Voilà de quoi faire un « ragoût de gazelle » pour les dîners de cette période de fêtes.
Fêtes ?
« Il fait froid et venteux ! »
Et Rommel ne peut chasser de son esprit l’inquiétude qui l’étreint.
Il y a eu la défaite d’El-Alamein puis le débarquement des Américains en Afrique du Nord, l’installation à Alger du général Giraud qui, après s’être évadé de son « oflag », avoir fait acte d’allégeance à Pétain, s’est rendu en Algérie, a rallié aux Américains les troupes françaises.
Heureusement, l’état-major allemand a réagi avec promptitude, réussissant à débarquer des troupes en Tunisie.
Rommel envisage déjà d’être contraint de faire retraite de Tripolitaine et de Libye, jusqu’à la Tunisie.
Mais quel sera l’avenir des forces allemandes en Méditerranée ? Quel sera l’avenir du Reich, alors que plus de 100 000 hommes de la VIe armée du général Paulus sont encerclés à Stalingrad, et des centaines de milliers d’autres attaqués par les Russes au Caucase, dans la région du Don ?

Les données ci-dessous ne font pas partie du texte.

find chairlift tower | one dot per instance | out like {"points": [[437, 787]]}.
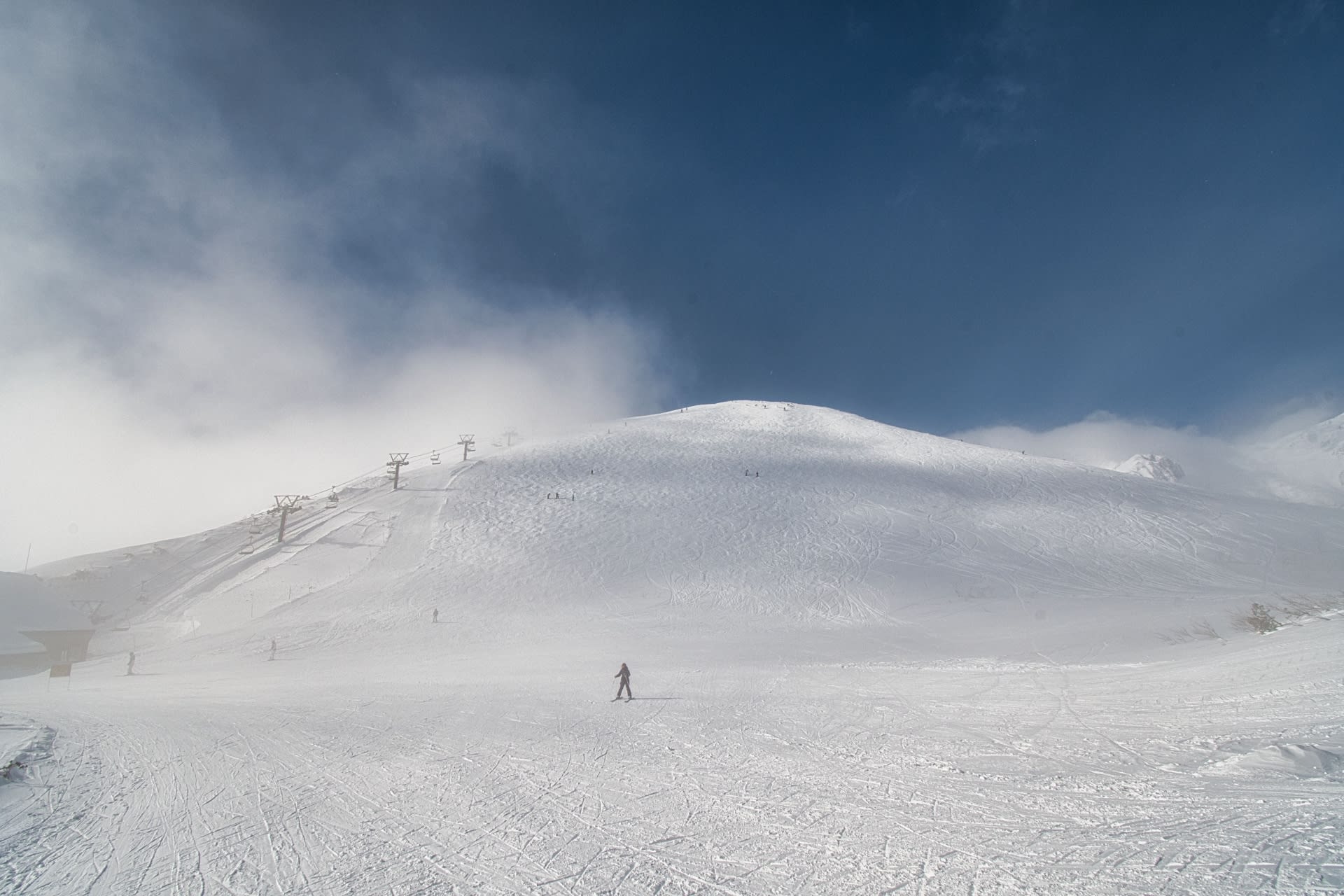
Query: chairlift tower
{"points": [[286, 504], [396, 464]]}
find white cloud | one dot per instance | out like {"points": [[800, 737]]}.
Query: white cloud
{"points": [[1240, 461], [178, 337]]}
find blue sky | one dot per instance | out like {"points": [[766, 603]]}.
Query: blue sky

« Je me fais beaucoup de souci pour ces violents combats qui se déroulent à l’est, à Stalingrad, écrit Rommel. Espérons que nous en sortirons au mieux. Ici, l’armée a un moral excellent.
« Il est bienheureux que les hommes ne sachent pas tout. »

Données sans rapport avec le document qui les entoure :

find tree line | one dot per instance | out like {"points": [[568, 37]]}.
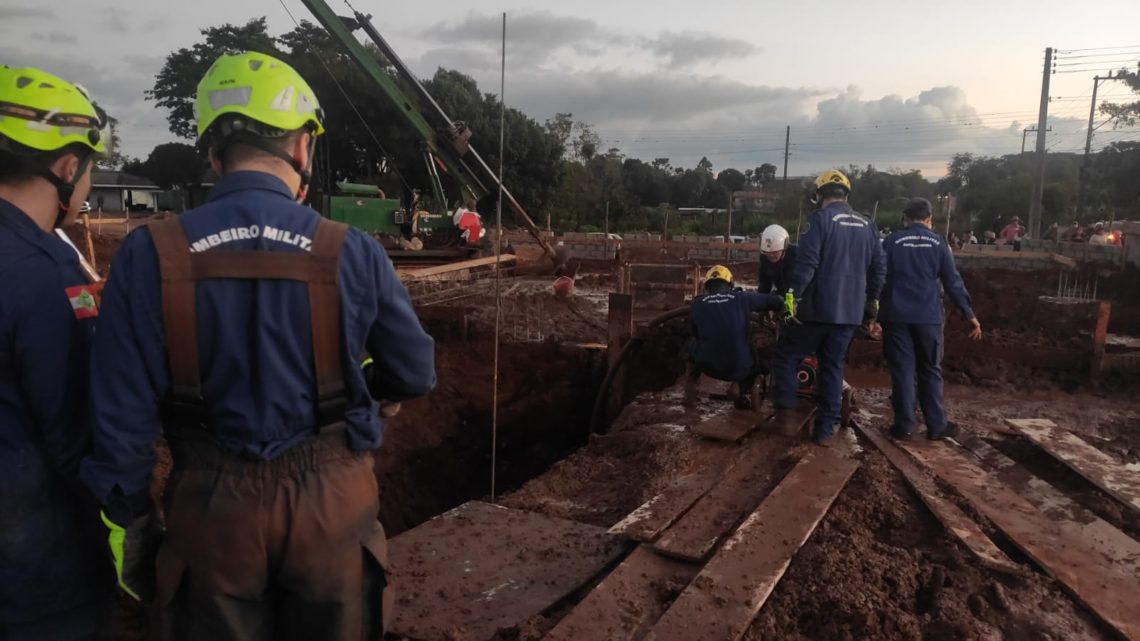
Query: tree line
{"points": [[559, 170]]}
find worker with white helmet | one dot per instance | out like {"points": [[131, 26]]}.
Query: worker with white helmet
{"points": [[778, 260]]}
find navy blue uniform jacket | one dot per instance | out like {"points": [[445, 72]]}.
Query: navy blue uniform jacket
{"points": [[919, 267], [47, 318], [839, 266], [719, 323], [775, 277], [254, 341]]}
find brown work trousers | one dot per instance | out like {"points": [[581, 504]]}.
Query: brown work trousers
{"points": [[287, 549]]}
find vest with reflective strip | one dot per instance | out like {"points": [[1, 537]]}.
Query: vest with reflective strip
{"points": [[180, 270]]}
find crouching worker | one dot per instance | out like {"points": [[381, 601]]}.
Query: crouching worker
{"points": [[721, 347]]}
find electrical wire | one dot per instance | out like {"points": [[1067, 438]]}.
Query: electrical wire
{"points": [[498, 267]]}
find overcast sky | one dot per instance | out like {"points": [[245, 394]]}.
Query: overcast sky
{"points": [[898, 84]]}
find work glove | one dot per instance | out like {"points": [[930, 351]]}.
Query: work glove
{"points": [[387, 407], [133, 551], [789, 311]]}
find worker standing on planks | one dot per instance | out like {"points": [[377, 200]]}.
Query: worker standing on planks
{"points": [[234, 330], [839, 272], [721, 347], [919, 268], [778, 260], [55, 582]]}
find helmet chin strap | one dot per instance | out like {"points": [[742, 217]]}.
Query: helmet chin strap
{"points": [[64, 188], [268, 147]]}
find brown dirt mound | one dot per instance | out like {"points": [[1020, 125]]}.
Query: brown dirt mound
{"points": [[880, 567]]}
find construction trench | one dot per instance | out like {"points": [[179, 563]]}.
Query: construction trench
{"points": [[1026, 528]]}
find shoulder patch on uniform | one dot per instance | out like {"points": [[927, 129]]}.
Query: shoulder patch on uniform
{"points": [[82, 299]]}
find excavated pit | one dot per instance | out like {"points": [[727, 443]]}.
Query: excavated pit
{"points": [[878, 567]]}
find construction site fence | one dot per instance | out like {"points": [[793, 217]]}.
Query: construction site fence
{"points": [[1032, 256]]}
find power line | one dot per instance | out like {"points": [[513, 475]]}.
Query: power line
{"points": [[1098, 48]]}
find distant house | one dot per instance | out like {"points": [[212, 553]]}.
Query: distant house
{"points": [[698, 211], [754, 202], [123, 192]]}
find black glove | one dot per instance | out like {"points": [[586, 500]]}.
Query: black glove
{"points": [[870, 310]]}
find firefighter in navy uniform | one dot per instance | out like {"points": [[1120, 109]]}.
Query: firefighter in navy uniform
{"points": [[778, 261], [839, 272], [919, 268], [55, 579], [721, 347], [235, 330]]}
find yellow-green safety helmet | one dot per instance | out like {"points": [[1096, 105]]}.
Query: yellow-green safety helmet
{"points": [[260, 88], [46, 113], [718, 273], [832, 178]]}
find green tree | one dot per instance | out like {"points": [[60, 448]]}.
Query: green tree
{"points": [[732, 179], [178, 80], [366, 137], [1124, 114]]}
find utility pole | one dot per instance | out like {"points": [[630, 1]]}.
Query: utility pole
{"points": [[729, 237], [1039, 181], [1088, 142], [787, 153]]}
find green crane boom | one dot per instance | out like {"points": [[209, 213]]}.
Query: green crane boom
{"points": [[446, 142]]}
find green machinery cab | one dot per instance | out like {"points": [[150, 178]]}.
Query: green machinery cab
{"points": [[366, 208]]}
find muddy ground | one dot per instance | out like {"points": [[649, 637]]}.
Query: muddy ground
{"points": [[878, 567]]}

Mais ces soldats croient-ils encore aux promesses du Führer ?
Hitler vient de proclamer dans son ordre du jour de ce vendredi 1er janvier 1943 : « Soyez sûrs d’une chose, il ne peut y avoir dans cette lutte aucun compromis… Après l’hiver, nous nous remettrons en marche. Le jour viendra où une puissance s’écroulera la première. Nous savons que ce ne sera pas l’Allemagne ! »
Rommel songe à ces propos alors qu’il visite en compagnie de quelques officiers de son état-major les ruines de la ville romaine de Leptis Magna, traces d’un empire brisé, envahi, effacé.
« Un professeur italien nous sert de guide et nous fait les honneurs de la place dans un excellent allemand. Mais à vrai dire, le cours de mes pensées va davantage à Montgomery, à la situation sur le front de l’Est qu’à ces vestiges du passé.
« De plus la tension nerveuse et le manque de sommeil des jours précédents commencent à faire sentir leurs effets et nous bâillons à qui mieux mieux. La palme revient à l’officier d’ordonnance du général Bayerlein, le lieutenant von Hardtdegen, qui tombe endormi entre deux statues de dames romaines… »
Cet épuisement que la volonté ne peut pas toujours contenir, Rommel le ressent.